Pruning in Preparation for the Harvest
#TransparentMoment: I’m a hoarder.
Not of “stuff”—like the buttons from the costume from my starring role in the 5th grade play; or every-single-one of my report cards from 1st grade (which my mom still has, by the way)—but of people.
I have a hard time letting go of the people in my life—even if it’s quite obvious that the season for our connection has passed and I’m no longer receiving anything positive out of the relationship. Because I value every person that I’m connected to in a deep way—be it friendships, romantic relationships or family—when the time for the relationship to come to an end arrives, I find myself holding on and sticking around. I hoard.
After all, how in the world could this person NOT be a part of my life anymore? We shared great laughs, cried together, prayed together and spent quality, memorable times together. They helped me through crises and I picked them up when they had fallen—hard.

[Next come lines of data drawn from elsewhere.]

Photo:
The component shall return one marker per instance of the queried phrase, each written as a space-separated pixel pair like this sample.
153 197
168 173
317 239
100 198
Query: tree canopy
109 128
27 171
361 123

We used to talk all the time and every time we got together it was as if there had never been any gap in time and we picked right up where we left off.
How in the world do you let go of someone who was such a large part of your world?

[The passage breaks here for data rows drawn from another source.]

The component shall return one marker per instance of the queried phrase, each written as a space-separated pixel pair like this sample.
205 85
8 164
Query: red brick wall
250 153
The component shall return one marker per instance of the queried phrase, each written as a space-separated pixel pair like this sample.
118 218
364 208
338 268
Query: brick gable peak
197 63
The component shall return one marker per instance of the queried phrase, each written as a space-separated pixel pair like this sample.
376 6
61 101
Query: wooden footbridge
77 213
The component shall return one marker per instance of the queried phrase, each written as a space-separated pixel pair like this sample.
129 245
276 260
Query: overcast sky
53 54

Then while taking care of my house plants, it hit me. I was trimming some of the low-hanging, older leaves in order to allow room for the new sprouts that needed room and light to grow. At that moment I saw it.
In order for us to grow, there has to be a time of pruning. There’s not enough room for the all the people who have been close to us to come along in the next phase of our journey. If we never purge or prune what we carry, then there will never be room for anything—or anyone—new.
People always talk about sowing into good ground so that you can reap abundantly during the time of harvest. That’s true. But what they seldom mention is the pruning and shedding that’s required in order to make room for what’s to come.
As much as we’d love to, we can’t take everyone with us on every new level of our journey and not everyone is going to fit into the new way of “being” that you will grow into during your time of harvest.
Does that mean that all of these relationships will end badly? Absolutely not. Some of them will just fade away. Calls will become less frequent; the time between texts lengthens and they don’t show up in your social media feed as much. But instead of looking at this falling away as a time of sadness; see it for what it is—a natural pruning that presents an opportunity for you to welcome the harvest of abundance that is coming your way.